174. Bundan dolayı Allah’tan bir nimet ve lütufla geri döndüler. Kendilerine hiçbir kötülük dokunmadı. Ve Allah’ın rızasına uydular. Allah, büyük lütuf sahibidir.
175. O şeytan sizi ancak kendi dostlarından korkutuyor. Onlardan korkmayın, eğer mü’min iseniz, benden korkun.
176. Küfürde yarışanlar seni üzmesin. Onlar, Allah’a hiçbir şekilde zarar veremezler. Allah, onlara ahirette bir pay vermemek istiyor. Onlar için büyük azap vardır.
177. İman karşılığında küfrü satın alanlar Allah’a hiçbir zarar veremezler. Onlar için elem verici bir azap vardır.
178. İnkâr edenler, kendilerine vermiş olduğumuz mühletin, sakın kendileri için hayırlı olduğunu sanmasınlar. Biz, onlara ancak günahları artsın diye mühlet veriyoruz. Onlar için alçaltıcı bir azap vardır.
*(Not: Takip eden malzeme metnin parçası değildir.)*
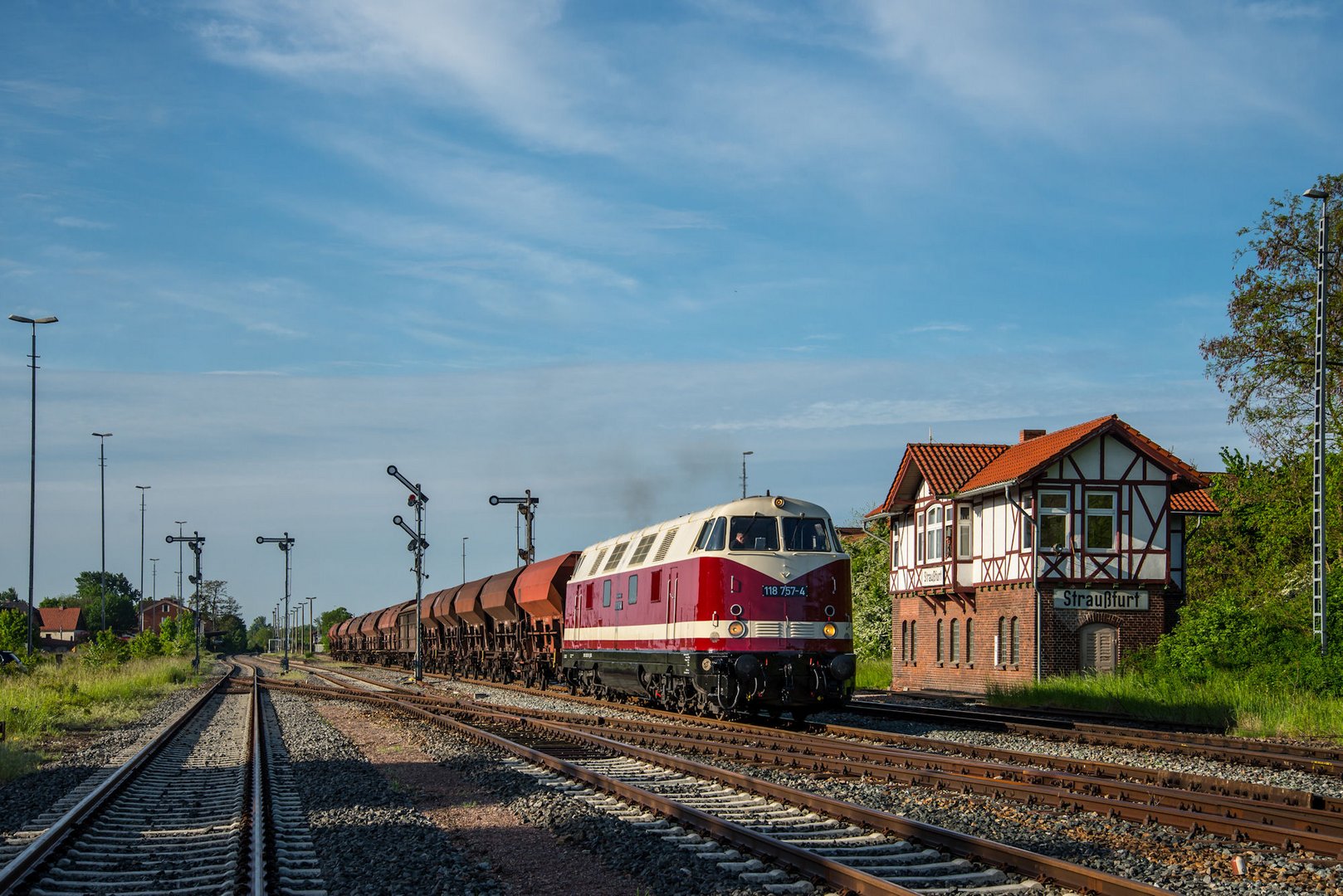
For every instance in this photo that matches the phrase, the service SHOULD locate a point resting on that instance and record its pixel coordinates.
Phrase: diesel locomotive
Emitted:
(736, 609)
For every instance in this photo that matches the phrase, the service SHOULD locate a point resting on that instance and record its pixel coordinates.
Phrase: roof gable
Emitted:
(62, 618)
(1026, 460)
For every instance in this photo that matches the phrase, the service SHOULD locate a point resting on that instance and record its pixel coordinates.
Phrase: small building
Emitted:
(63, 625)
(154, 613)
(1058, 553)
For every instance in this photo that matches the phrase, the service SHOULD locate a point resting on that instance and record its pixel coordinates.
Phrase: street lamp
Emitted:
(102, 505)
(1321, 295)
(285, 544)
(32, 457)
(143, 489)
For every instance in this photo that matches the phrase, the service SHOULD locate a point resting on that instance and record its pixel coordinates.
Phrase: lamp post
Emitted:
(418, 546)
(143, 489)
(195, 540)
(102, 514)
(32, 457)
(1321, 296)
(285, 544)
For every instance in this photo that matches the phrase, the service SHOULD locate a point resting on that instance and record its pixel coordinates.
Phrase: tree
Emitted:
(328, 620)
(13, 631)
(1267, 363)
(869, 563)
(121, 597)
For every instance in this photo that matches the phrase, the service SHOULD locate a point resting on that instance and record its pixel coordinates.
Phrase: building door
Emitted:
(1099, 648)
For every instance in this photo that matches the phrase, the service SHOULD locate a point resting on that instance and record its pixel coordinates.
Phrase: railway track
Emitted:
(193, 811)
(731, 817)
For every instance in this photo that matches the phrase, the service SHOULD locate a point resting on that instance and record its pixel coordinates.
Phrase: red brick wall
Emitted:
(974, 670)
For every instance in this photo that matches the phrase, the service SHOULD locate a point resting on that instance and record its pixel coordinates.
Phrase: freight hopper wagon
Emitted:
(740, 607)
(502, 627)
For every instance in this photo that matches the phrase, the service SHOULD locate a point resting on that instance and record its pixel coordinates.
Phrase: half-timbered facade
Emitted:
(1072, 542)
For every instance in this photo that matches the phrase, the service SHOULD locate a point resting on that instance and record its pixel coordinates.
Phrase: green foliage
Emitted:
(145, 645)
(13, 631)
(328, 620)
(1248, 610)
(105, 649)
(871, 570)
(120, 596)
(1265, 364)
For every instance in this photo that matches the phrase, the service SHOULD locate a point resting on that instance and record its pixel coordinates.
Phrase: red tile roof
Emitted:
(1194, 501)
(61, 618)
(956, 469)
(1025, 460)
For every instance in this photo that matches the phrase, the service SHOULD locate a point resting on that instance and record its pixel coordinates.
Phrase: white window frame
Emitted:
(1064, 512)
(934, 535)
(1112, 514)
(965, 533)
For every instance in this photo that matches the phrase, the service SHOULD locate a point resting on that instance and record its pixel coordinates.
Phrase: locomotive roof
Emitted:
(685, 527)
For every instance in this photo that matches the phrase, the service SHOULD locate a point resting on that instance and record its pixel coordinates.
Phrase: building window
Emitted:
(1053, 520)
(934, 535)
(965, 533)
(1100, 520)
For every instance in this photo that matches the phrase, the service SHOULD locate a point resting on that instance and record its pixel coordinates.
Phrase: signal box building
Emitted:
(1058, 553)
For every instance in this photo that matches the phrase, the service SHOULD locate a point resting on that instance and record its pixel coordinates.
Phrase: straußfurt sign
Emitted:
(1099, 599)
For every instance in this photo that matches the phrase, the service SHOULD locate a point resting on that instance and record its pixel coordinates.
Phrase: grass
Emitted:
(51, 700)
(1223, 702)
(873, 674)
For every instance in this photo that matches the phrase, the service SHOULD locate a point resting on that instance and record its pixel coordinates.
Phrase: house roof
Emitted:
(945, 466)
(1195, 501)
(61, 618)
(1025, 460)
(962, 469)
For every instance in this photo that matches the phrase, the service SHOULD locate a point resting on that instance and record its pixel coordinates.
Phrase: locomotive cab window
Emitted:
(804, 533)
(754, 533)
(713, 535)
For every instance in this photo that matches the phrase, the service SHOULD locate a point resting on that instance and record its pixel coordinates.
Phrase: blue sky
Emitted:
(601, 249)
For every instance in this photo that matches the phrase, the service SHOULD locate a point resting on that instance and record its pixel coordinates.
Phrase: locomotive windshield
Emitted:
(804, 533)
(754, 533)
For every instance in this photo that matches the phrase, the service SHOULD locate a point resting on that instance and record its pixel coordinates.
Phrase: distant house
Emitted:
(63, 625)
(1058, 553)
(154, 611)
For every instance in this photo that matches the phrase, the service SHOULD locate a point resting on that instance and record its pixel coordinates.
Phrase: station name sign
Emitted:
(1097, 599)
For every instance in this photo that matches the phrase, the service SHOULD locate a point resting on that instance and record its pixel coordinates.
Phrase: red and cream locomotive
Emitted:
(739, 607)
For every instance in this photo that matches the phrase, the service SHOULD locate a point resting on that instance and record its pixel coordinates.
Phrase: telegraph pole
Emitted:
(418, 544)
(285, 544)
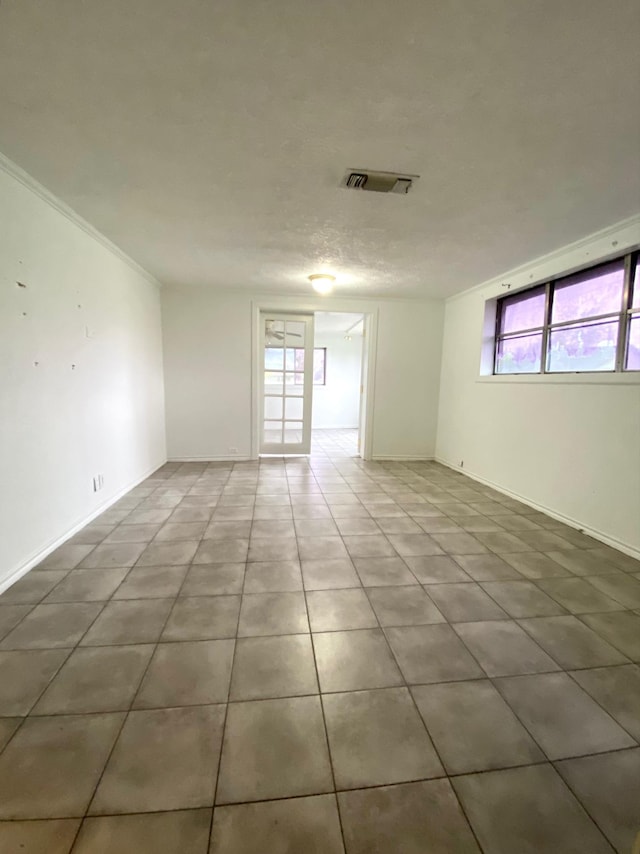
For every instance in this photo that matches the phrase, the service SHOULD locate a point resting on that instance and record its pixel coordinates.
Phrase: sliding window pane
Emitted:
(522, 311)
(589, 294)
(635, 302)
(273, 358)
(588, 347)
(319, 366)
(632, 362)
(520, 355)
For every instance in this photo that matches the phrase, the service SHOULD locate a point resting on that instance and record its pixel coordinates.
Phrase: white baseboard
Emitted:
(608, 540)
(407, 458)
(229, 459)
(41, 554)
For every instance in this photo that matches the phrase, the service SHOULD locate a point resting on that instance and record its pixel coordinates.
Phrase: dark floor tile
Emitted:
(215, 579)
(87, 585)
(608, 786)
(487, 567)
(329, 574)
(431, 654)
(179, 531)
(352, 660)
(617, 689)
(584, 562)
(527, 810)
(403, 606)
(363, 527)
(383, 571)
(332, 610)
(273, 614)
(47, 751)
(310, 825)
(377, 737)
(49, 626)
(536, 565)
(24, 674)
(571, 643)
(66, 557)
(118, 555)
(321, 548)
(179, 832)
(561, 717)
(32, 587)
(366, 546)
(152, 582)
(623, 588)
(522, 599)
(228, 531)
(169, 554)
(271, 667)
(132, 534)
(621, 629)
(503, 649)
(578, 596)
(459, 544)
(7, 728)
(439, 569)
(187, 674)
(147, 516)
(273, 577)
(10, 616)
(269, 549)
(130, 622)
(274, 749)
(464, 602)
(104, 679)
(473, 728)
(38, 837)
(203, 618)
(165, 759)
(414, 818)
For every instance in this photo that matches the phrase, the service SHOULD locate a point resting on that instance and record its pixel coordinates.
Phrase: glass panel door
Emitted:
(287, 383)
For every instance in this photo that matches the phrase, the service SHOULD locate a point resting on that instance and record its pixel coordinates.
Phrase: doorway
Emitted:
(283, 367)
(338, 384)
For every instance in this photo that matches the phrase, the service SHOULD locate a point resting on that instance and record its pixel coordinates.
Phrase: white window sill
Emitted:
(595, 378)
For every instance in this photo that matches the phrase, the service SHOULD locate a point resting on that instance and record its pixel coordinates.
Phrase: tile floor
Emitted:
(321, 656)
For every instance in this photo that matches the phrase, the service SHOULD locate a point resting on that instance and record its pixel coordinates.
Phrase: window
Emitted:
(295, 363)
(586, 322)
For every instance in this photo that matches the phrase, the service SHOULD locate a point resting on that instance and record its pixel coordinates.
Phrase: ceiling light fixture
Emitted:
(322, 282)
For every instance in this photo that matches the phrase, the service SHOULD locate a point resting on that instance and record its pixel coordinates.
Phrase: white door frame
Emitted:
(304, 447)
(369, 357)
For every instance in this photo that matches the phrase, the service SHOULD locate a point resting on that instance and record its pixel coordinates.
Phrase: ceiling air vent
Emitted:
(378, 182)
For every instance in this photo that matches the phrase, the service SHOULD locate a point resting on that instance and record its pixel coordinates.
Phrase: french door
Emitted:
(286, 354)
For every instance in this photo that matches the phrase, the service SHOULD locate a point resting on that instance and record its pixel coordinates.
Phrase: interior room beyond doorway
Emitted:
(337, 383)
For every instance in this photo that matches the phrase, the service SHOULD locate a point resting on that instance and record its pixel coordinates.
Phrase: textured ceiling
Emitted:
(207, 139)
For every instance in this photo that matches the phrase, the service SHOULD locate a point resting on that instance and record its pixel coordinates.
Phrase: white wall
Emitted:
(337, 403)
(569, 444)
(208, 365)
(61, 425)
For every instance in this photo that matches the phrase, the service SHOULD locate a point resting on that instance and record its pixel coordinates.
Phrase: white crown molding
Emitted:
(607, 243)
(14, 171)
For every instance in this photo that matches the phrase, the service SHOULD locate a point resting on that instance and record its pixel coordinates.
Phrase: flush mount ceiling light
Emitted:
(322, 282)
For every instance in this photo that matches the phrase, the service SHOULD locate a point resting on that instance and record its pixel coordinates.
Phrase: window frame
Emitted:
(324, 366)
(624, 317)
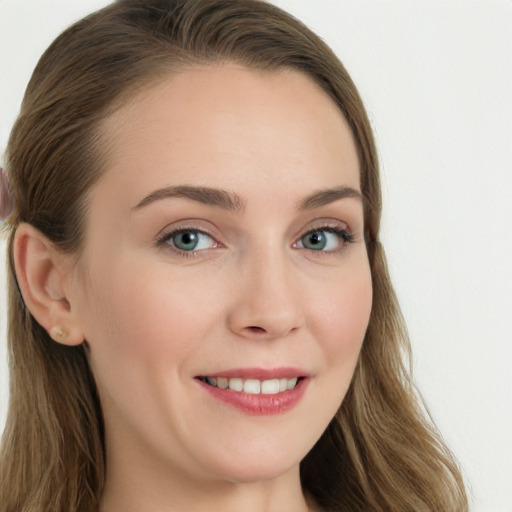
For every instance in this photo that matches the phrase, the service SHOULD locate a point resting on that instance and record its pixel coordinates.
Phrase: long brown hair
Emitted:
(381, 452)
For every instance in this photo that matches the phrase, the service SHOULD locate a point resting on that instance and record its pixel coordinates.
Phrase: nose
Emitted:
(266, 303)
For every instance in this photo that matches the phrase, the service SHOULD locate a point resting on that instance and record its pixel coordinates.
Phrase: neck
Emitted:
(138, 485)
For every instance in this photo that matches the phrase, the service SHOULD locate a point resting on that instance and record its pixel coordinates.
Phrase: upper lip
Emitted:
(284, 372)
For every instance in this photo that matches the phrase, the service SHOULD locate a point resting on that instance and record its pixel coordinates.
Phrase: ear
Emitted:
(43, 271)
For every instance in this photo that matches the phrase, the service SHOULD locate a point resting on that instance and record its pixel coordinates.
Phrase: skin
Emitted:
(155, 318)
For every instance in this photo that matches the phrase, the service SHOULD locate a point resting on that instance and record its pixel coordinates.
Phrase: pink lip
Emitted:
(284, 372)
(260, 404)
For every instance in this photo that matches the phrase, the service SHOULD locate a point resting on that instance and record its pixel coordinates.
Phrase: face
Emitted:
(224, 247)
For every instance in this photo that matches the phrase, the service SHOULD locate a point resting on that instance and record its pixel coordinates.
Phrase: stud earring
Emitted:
(59, 333)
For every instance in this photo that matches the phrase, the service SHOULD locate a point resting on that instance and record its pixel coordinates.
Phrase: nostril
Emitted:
(256, 329)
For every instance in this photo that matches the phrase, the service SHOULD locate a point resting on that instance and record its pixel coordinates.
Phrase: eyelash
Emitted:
(344, 235)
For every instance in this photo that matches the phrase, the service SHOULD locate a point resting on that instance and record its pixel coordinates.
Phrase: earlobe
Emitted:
(42, 270)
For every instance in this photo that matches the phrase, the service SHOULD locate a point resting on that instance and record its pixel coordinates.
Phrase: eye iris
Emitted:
(187, 240)
(316, 240)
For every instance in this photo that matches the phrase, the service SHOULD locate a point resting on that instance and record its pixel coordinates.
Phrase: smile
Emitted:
(253, 386)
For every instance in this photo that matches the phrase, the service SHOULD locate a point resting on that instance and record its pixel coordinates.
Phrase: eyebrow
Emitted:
(205, 195)
(327, 196)
(233, 202)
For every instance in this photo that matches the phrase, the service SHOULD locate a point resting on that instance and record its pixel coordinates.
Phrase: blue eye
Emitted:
(324, 240)
(190, 240)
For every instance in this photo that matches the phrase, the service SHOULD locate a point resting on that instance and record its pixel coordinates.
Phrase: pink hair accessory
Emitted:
(6, 196)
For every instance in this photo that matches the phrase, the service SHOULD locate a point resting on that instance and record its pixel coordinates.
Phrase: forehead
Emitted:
(213, 124)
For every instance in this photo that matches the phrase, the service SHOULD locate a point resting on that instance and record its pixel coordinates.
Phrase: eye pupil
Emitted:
(316, 240)
(187, 240)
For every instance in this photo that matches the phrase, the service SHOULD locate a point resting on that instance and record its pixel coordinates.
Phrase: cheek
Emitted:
(138, 322)
(340, 325)
(342, 318)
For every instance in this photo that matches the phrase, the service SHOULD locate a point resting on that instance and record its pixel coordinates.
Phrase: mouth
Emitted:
(253, 386)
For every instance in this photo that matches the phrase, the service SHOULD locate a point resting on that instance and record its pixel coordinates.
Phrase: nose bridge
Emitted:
(267, 303)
179. Allah, mü’minleri içinde bulunduğunuz şu durumda bırakacak değildir. Sonunda pisi temizden ayıracaktır. Allah, size gaybı bildirecek de değildir. Fakat Allah, peygamberlerinden dilediğini seçer. O hâlde, Allah’a ve peygamberlerine iman edin. Eğer iman eder ve Allah’a karşı gelmekten sakınırsanız sizin için büyük bir mükafat vardır.
180. Allah’ın kendilerine lütfundan verdiği nimetlerde cimrilik edenler, bunun, kendileri için hayırlı olduğunu sanmasınlar. Hayır! O kendileri için bir şerdir. Cimrilik ettikleri şey kıyamet gününde boyunlarına dolanacaktır. Göklerin ve yerin mirası Allah’ındır. Allah, yaptıklarınızdan hakkıyla haberdardır.
181. Allah; “Şüphesiz, Allah fakirdir, biz zenginiz” diyenlerin sözünü elbette işitti. Onların bu sözlerini ve peygamberleri haksız yere öldürmelerini yazacağız ve “Tadın yangın azabını!” diyeceğiz.
182. “Bu, kendi ellerinizin gönderdiklerinin karşılığıdır.” Allah, kullara asla zulmedici değildir.
183. Onlar, “Allah, bize, ateşin yiyeceği bir kurban getirmedikçe hiçbir peygambere inanmamamızı emretti.” dediler. De ki: “Benden önce size nice peygamberler, açık belgeleri ve sizin dediğiniz şeyi getirdi. Eğer doğru söyleyenler iseniz, niçin onları öldürdünüz?”
184. Eğer seni yalanladılarsa, senden önce açık delilleri, hikmetli sayfaları ve aydınlatıcı kitabı getiren peygamberler de yalanlanmıştı.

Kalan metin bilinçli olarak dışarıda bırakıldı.